Again , as we know, in biblical terms  blood does not indicate a part of the body but it indicates a happening – death. The Eucharist is the mystery of the Body and Blood of the Lord, that is of the life and death of the Lord.

When we offer ourselves with Jesus at Mass, we offer our “body” all that constitutes our physical life : time, energy, health, ability, sentiments; and by “blood” we offer our death, not necessarily our final death, but all right now that anticipates our death: humiliations, failures, sickness that cripples us, limits due to age or health, everything that “mortifies” us. Then, after Mass we must make the effort to give our “bodies”, in a word, our lives, to others, that is, our time, energy and attention.
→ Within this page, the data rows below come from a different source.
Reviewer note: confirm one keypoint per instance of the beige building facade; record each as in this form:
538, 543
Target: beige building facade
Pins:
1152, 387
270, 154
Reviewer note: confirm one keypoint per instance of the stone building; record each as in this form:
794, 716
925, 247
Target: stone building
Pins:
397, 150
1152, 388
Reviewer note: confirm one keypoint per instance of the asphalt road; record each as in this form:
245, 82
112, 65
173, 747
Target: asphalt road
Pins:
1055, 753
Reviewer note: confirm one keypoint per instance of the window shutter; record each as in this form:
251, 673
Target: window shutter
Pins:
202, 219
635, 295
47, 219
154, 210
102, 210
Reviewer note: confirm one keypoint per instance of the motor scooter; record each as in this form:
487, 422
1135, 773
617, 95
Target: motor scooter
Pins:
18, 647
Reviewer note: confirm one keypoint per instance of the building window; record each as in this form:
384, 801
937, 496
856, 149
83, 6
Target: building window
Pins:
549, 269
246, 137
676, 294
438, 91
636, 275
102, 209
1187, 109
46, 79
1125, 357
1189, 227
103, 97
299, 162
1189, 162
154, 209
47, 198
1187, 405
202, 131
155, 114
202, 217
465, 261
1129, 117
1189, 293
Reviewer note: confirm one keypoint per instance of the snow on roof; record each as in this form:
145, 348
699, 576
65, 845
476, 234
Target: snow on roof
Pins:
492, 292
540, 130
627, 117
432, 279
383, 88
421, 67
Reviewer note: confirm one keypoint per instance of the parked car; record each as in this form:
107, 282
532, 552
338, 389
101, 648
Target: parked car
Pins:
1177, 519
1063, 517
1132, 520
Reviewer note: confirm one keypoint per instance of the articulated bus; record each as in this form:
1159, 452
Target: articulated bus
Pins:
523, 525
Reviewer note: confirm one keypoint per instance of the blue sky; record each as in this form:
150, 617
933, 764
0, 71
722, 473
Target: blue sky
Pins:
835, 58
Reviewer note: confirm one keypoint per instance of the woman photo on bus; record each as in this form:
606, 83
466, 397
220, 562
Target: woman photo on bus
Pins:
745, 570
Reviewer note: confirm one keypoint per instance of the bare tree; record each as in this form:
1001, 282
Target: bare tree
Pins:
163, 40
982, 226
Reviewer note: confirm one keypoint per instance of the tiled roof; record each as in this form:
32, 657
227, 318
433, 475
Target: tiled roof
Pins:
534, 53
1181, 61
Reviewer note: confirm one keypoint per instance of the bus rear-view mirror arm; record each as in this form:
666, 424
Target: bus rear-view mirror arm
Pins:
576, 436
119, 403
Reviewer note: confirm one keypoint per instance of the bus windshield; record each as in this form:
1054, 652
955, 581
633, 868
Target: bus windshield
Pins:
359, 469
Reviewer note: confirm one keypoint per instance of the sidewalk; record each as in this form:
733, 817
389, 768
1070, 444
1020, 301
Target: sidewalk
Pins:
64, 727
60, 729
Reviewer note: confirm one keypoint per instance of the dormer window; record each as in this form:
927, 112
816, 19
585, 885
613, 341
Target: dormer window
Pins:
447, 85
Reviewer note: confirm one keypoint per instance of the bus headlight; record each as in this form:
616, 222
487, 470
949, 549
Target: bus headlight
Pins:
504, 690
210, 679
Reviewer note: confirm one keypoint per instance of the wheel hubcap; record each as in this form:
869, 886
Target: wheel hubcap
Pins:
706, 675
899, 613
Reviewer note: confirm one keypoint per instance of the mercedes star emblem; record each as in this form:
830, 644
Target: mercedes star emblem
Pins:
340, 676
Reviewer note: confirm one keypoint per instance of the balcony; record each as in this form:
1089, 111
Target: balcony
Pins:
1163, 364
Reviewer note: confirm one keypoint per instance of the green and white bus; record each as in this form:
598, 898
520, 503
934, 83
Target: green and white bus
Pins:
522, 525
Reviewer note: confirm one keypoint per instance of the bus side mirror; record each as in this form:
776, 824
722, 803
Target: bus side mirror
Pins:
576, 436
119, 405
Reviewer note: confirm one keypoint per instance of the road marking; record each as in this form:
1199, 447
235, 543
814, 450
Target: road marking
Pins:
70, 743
A further reflection on the Eucharist is the presence of the whole Trinity in the Eucharist. In theological terms, by virtue of the interpenetration (perichoresis) of the three persons of the Trinity, the other two persons are present. A great mystic, St. Veronica Giuliani wrote; ”It seemed that in the most Holy Sacrament, as on a throne, I saw the one and triune God: the Father in his omnipotence, the Son in his wisdom, the Holy Spirit in his love. Every time we receive Holy Communion, our souls and hearts become the temple of the Most Holy Trinity. And when God comes to us, the whole of paradise comes. On seeing God enclosed in the Host, I was transported with joy for the whole day. If I had to give my life to confirm this truth, I would do so a thousand times.”

In the Eucharist, we enter into a  mysterious communion, real and deep, with the whole Trinity: with the Father through Christ, in the Holy Spirit.
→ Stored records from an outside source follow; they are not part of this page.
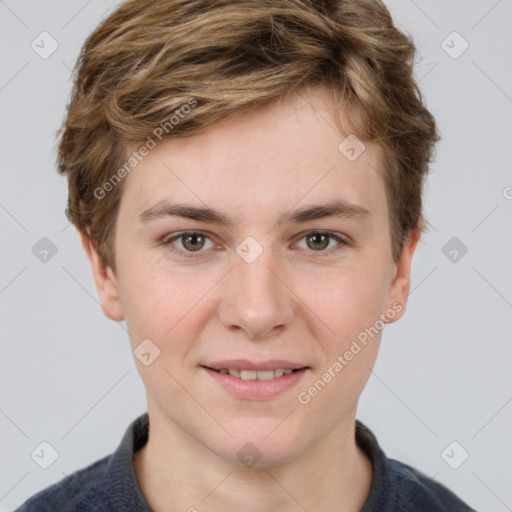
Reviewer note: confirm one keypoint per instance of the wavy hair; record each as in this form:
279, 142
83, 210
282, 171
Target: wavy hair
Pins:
149, 58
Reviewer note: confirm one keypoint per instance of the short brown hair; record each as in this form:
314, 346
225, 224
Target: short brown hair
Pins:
150, 58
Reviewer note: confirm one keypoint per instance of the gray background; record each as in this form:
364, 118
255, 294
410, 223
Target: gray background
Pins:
67, 376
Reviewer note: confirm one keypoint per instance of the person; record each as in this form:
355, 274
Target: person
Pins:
246, 179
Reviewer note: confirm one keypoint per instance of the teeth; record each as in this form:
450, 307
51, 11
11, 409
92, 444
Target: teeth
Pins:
256, 375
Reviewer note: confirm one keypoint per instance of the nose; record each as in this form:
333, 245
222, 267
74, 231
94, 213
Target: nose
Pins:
256, 298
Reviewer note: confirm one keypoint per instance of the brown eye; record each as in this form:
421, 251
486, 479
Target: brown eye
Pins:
318, 241
193, 242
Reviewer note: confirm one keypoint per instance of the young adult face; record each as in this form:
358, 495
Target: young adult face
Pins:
257, 290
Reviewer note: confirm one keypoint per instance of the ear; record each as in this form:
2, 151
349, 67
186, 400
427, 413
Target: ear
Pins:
106, 282
401, 282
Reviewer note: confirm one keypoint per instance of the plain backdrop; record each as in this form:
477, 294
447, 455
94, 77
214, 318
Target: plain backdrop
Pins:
442, 386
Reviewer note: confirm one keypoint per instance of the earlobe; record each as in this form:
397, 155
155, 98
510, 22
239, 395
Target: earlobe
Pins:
106, 283
401, 283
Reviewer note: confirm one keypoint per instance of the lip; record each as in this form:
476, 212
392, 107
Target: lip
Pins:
256, 389
244, 364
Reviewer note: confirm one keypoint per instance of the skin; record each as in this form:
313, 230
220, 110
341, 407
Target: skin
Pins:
287, 304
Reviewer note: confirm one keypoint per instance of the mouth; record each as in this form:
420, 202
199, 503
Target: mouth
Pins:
255, 382
244, 374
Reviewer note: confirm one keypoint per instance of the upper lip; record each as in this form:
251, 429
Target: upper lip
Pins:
244, 364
In A. Rublev´s well-known icon of the Trinity, in which the Father, Son and Holy Spirit, symbolised by the three angels that appeared to Abraham  under the oak of Mamre, form a sort of mystic circle round the altar and they seem to say to us: May you all be one, as we are one!”
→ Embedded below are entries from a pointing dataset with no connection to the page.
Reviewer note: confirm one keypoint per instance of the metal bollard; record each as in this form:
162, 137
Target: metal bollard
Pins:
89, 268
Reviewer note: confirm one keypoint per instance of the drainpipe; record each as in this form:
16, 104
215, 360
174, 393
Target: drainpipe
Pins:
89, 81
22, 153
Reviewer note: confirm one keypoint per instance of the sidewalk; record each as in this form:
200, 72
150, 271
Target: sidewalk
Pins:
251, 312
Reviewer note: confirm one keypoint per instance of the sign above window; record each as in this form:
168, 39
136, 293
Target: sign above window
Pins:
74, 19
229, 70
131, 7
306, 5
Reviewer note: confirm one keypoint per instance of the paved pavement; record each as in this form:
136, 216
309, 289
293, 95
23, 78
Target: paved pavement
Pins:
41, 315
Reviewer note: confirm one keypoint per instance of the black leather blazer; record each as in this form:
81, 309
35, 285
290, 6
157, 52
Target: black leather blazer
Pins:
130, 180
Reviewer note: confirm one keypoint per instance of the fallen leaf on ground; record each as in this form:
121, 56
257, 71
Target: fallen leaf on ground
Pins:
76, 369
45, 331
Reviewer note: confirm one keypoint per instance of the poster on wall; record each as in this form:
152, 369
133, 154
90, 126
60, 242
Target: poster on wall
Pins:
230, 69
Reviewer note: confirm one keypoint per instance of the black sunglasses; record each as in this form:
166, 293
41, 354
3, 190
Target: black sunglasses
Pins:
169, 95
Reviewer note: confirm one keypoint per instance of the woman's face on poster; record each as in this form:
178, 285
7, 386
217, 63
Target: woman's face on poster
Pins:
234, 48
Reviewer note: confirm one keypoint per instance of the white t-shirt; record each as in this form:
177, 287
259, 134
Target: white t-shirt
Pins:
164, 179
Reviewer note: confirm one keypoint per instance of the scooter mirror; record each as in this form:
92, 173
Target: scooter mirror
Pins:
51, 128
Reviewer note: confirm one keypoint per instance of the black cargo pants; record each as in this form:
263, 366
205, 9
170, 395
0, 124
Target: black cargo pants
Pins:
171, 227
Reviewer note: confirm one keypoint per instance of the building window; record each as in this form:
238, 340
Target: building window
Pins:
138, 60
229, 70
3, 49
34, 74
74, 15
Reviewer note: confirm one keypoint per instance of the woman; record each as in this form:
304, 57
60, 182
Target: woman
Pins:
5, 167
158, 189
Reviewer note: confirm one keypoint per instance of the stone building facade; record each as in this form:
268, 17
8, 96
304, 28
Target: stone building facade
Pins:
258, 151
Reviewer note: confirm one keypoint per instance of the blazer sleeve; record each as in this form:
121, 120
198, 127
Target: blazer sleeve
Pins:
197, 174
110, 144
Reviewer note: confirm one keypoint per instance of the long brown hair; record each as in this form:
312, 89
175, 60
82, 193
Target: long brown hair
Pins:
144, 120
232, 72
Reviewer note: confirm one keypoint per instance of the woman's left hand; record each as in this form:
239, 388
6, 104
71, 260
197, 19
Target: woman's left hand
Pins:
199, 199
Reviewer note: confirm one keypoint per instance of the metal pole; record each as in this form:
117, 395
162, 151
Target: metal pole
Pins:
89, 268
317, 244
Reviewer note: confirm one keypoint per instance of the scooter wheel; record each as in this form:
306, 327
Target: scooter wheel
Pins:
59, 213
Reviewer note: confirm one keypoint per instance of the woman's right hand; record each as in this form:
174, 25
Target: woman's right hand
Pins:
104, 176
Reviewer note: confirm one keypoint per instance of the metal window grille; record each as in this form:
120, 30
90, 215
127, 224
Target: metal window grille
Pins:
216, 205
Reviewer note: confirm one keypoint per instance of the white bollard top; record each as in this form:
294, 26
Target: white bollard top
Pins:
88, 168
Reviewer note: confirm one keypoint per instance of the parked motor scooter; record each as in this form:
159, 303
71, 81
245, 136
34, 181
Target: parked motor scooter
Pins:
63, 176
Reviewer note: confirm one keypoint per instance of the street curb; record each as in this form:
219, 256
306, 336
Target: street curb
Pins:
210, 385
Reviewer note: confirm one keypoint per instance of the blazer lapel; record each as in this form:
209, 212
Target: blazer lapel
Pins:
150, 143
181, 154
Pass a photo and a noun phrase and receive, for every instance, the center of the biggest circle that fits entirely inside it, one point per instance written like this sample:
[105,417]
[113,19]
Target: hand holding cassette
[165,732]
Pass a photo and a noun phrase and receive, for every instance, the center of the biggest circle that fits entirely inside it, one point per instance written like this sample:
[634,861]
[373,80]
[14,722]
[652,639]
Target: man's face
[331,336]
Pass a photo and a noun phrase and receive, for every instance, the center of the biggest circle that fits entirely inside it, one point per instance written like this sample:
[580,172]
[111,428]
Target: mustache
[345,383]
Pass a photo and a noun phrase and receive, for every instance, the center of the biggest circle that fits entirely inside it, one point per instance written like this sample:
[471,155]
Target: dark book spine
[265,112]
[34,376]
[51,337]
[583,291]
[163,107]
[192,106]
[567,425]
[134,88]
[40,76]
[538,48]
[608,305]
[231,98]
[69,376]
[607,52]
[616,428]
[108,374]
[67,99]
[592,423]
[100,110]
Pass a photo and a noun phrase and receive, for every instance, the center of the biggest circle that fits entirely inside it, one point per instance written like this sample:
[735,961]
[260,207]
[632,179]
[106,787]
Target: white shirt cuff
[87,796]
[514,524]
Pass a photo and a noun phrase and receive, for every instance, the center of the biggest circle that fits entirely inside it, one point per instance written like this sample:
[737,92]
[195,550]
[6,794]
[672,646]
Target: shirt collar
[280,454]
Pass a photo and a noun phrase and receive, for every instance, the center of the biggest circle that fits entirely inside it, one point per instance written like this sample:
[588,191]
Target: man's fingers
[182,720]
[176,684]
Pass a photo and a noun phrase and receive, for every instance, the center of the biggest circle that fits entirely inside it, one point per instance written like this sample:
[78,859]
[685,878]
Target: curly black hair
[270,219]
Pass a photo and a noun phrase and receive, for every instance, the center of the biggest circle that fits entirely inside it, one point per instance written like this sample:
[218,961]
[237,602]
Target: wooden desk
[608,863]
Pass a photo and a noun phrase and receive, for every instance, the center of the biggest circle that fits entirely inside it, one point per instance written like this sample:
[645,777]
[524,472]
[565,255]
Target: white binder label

A second aspect to reflect on is the Adoration of the Most Holy Sacrament. This can be expressed in personal prayer before the Blessed Sacrament, hours of adoration, expositions that can be either short or long. Pope John Paul wrote in a letter of Holy Thursday 1980:”Jesus awaits us in the Sacrament of Love. Let us find time to meet Him in faith-filled adoration and contemplation.”

Today, in many cities and towns, where we join in the  public processions of the Blessed Sacrament to profess our faith in the real presence  of Christ and to remind ourselves that we are pilgrims on our journey through life and that God is with us and within us at every moment of our lives.

  O Sacrament most Holy,

                                    O Sacrament Divine,

                                    All praise and all thanksgiving,

                                    Be every moment Thine.